Seeking religious exemptions from civil rights laws has been the go-to strategy of the Christian right for some time now. Under the guise of the First Amendment, they claim a right to discriminate, maintaining that being forced to abide by non-discrimination statutes would violate their religion. In this Orwellian universe, anti-discrimination laws are discriminatory, and those insisting on denying rights to others are the ones who are persecuted.
If only this were dystopian fiction — but alas, it is increasingly reality, through regulations like the Denial or Care Rule, court decisions like Masterpiece Cakeshop, and laws like those allowing child welfare agencies to turn down LGBTQ+ kids or LGBTQ+ and non-Christian families ready to offer a loving home to a child.
These loopholes are undoing civil rights law.

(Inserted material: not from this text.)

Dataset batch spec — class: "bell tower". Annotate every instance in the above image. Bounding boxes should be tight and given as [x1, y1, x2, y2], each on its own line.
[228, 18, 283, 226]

Even worse: The entire edifice of civil rights law is in jeopardy
Civil rights are under attack at an even more elemental level in the federal judiciary. Trump has nominated and Senate Majority Leader Mitch McConnell has fast-tracked confirmation of record numbers of judges; one in five federal appeals court judges is now a Trump appointee. Many are ideologues, and hostile to civil rights in general. A significant number are virulently anti-LGBTQ+.
But perhaps the most worrisome sign is the trend of judicial nominees refusing, in their confirmation hearings, to affirm that Brown v. Board of Education was rightly decided. The 1954 landmark case, unanimously decided, ended legal segregation in America. It is the foundation — legally, politically, and morally — upon which the subsequent decades of civil rights struggle have been built.
What does it say about these judges that they refuse to say that decision was right? How will they rule on future civil rights cases? (Here’s one answer: In 2017, Trump judge Amy Coney Barrett voted to allow a business to racially segregate its workplaces.) And what does it say about the country that we are nominating such people to our courts?
The entire edifice on which U.S. civil rights law is built is in jeopardy; politically, if not legally.
It is readily apparent, but analytically important enough to spell out anyway, that the people in the U.S. who hate queer folks are the same people who hate Black folks, immigrants, Muslims and usually Jews, too, and women not content to be barefoot and pregnant. When LGBTQ+ advocates (read: white LGBTQ+ advocates) focus only on the prejudice aimed at queer people, they miss more than the chance to advocate for the full spectrum of queer communities and to stand in solidarity with other communities who are also discriminated against. They also misunderstand the white Christian nationalist project that binds together the separate attacks on our rights, and they underestimate what is at stake.
Homophobia and transphobia are Johnny-Come-Latelies on the American right’s agenda. This country is built on centuries of slavery and genocide. This is one reason, among many others, that the overwhelmingly white world of Big Gay needs to finally get serious about an intersectional analysis of oppression in the U.S. The biggest threat to queer rights, even narrowly understood, may well be white supremacy.
In the 2013 Supreme Court season, the gain for queer rights from the marriage equality victory in Windsor was undercut by the gutting of the Voting Rights Act the day before in Shelby County — not just because Black queer people would like to vote as well as get married, but more fundamentally, because Swiss cheese civil rights are inherently unstable for everyone. A victory in Bostock/Zarda/Harris Funeral Home would similarly be undercut in a political landscape in which Brown is no longer sacrosanct.
MLK long ago observed that “Injustice anywhere is a threat to justice everywhere. We are caught in an inescapable network of mutuality, tied in a single garment of destiny” (Letter from Birmingham Jail). Never has this fundamental truth been more obvious than right now.